How to create a pool of contigous memory across multiple structs in Rust?

I'm trying to create a set of structs in Rust that use a contiguous block of memory. E.g:

<------------ Memory Pool -------------->
[  Child  |  Child  |  Child  |  Child  ]

These structs:

I'm very new to Rust but I'm well versed in C++ so the main hurdle thus far has been working with the ownership semantics - I'm guessing there's a trivial way to achieve this (without using unsafe) but the solution isn't clear to me. I've written a small (broken) example of what I'm trying to do:

pub struct Child<'a> {
    pub slice: &'a mut [f32],
}

impl Child<'_> {
    pub fn new<'a>(s: &mut [f32]) -> Child {
        Child {
            slice: s,
        }
    }
}

pub struct Parent<'a> {
    memory_pool: Vec<f32>,
    children: Vec<Child<'a>>,
}

impl Parent<'_> {
    pub fn new<'a>() -> Parent<'a> {
        const SIZE: usize = 100;
        let p = vec![0f32; SIZE];
        let mut p = Parent {
            memory_pool: p,
            children: Vec::new(),
        };
        // Two children using different parts of the memory pool:
        let (lower_pool, upper_pool) = p.memory_pool.split_at_mut(SIZE / 2);
        p.children = vec!{ Child::new(lower_pool), Child::new(upper_pool) };
        return p; // ERROR - p.memory_pool is borrowed 2 lines earlier
    }
}

I would prefer a solution that doesn't involve unsafe but I'm not entirely opposed to using it. Any suggestions would be very much appreciated, as would any corrections on how I'm (mis?)using Rust in my example.

Upvotes: 2

Views: 851

Answers (2)

edwardw
edwardw

Reputation: 13942

This is the perfect use case for an arena allocator. There are quite a few. The following demonstration uses bumpalo:

//# bumpalo = "2.6.0"

use bumpalo::Bump;
use std::mem::size_of;

struct Child1(u32, u32);

struct Child2(f32, f32, f32);

fn main() {
    let arena = Bump::new();
    let c1 = arena.alloc(Child1(1, 2));
    let c2 = arena.alloc(Child2(1.0, 2.0, 3.0));
    let c3 = arena.alloc(Child1(10, 11));    

    // let's verify that they are indeed continuous in memory
    let ptr1 = c1 as *mut _ as usize;
    let ptr2 = c2 as *mut _ as usize;
    let ptr3 = c3 as *mut _ as usize;
    assert_eq!(ptr1 + size_of::<Child1>(), ptr2);
    assert_eq!(ptr1 + size_of::<Child1>() + size_of::<Child2>(), ptr3);
}

There are caveats, too.

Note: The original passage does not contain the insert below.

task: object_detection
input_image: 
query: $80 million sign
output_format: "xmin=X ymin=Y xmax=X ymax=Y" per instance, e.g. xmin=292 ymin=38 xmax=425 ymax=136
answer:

The main concern is of course the alignment; there may be some padding between two consecutive allocations. It is up to you to make sure that doesn't gonna happen if it is a deal breaker.

The other is allocator specific. The bumpalo arena allocator used here, for example, doesn't drop object when itself gets deallocated.

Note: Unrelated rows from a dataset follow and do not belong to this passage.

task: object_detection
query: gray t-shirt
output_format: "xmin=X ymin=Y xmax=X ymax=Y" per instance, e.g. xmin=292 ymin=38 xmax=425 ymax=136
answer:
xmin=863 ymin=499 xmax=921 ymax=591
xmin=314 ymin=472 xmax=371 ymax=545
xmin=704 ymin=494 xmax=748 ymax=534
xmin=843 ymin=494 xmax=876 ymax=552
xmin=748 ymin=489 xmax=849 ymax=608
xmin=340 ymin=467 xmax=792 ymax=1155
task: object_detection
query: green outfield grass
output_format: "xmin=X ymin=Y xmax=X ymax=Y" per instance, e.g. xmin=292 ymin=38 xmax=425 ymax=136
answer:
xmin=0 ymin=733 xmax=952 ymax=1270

Other than that, I do believe a higher level abstraction like this will benefit your project. Otherwise, it'll just be pointer manipulating c/c++ disguised as rust.

Upvotes: 0

djc
djc

Reputation: 11711

Yes, it's currently impossible (or quite hard) in Rust to contain references into sibling data, for example, as you have here, a Vec and slices into that Vec as fields in the same struct. Depending on the architecture of your program, you might solve this by storing the original Vec at some higher-level of your code (for example, it could live on the stack in main() if you're not writing a library) and the slice references at some lower level in a way that the compiler can clearly infer it won't go out of scope before the Vec (doing it in main() after the Vec has been instantiated could work, for example).